[html4all] some reflections on @alt usage
Jason White
jason at jasonjgw.net
Tue Apr 29 03:36:21 PDT 2008
On Tue, Apr 29, 2008 at 06:00:31AM -0400, Vlad Alexander wrote:
> And that will not change until major Web browsers will begin to report
> invalid markup to the users in some way. There is no incentive for tool
> vendors to generate standards-compliant markup if it gets treated by Web
> browsers the same as tag soup. In fact, HTML 5 will make the problem even
> worse. HTML 5 will help Web browsers parse tag soup better which will then
> provide less incentive for authors and tool vendors to author Web pages to
> specification and thus creating more tag soup on the Web.
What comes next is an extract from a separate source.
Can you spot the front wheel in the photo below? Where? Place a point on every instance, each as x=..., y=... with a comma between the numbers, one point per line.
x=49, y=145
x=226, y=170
Another way of thinking about this is that tag soup thereby becomes part of
the standard. If the error handling is specified, this means that user agents
have to treat "invalid" markup as the spec dictates, which processing can then
be relied on by authors and authoring tools.
This is why I suggested in an earlier contribution that the @alt discussion is
ultimately a question of what markup validators should treat as acceptable.
These days we have accessibility validators as well as markup validators - I
think we need general "good practice" validators (lint for HTML, CSS, etc.), -
but irrespective of this, it is important to realize just how narrow the
issues are which have inspired so much discussion recently.
If you accept the premise of HTML 5 that user agents should parse and handle
broken markup in predictable, specified ways, then the question inevitably
arises as to how missing @alt should be treated. Note that this question
occurs, under the assumptions of HTML 5, regardless of whether the spec goes
on to assert that missing @alt is syntactically incorrect. The only practical
effect of declaring it as syntactically ill-formed, would be to determine what
validating parsers accept.
In the end, I think the answer matters, but not much. That is, there are so
many accessibility-related checks that can be performed, but which go beyond
what a markup validator (even under HTML 4) is required to test, that in order
to produce quality content, any authoring tool will have to implement much
more extensive validation than is required by the HTML spec. This being the
case, I doubt that it makes much practical difference whether @alt is
mandatory or optional in the grammar, given that if it is missing, error
handling will have to be specified (or left for implementations to define),
and any worthwhile validator that checks content for accessibility,
internationalization, or other desirable practices will have to go beyond
syntactic well-formedness testing anyway.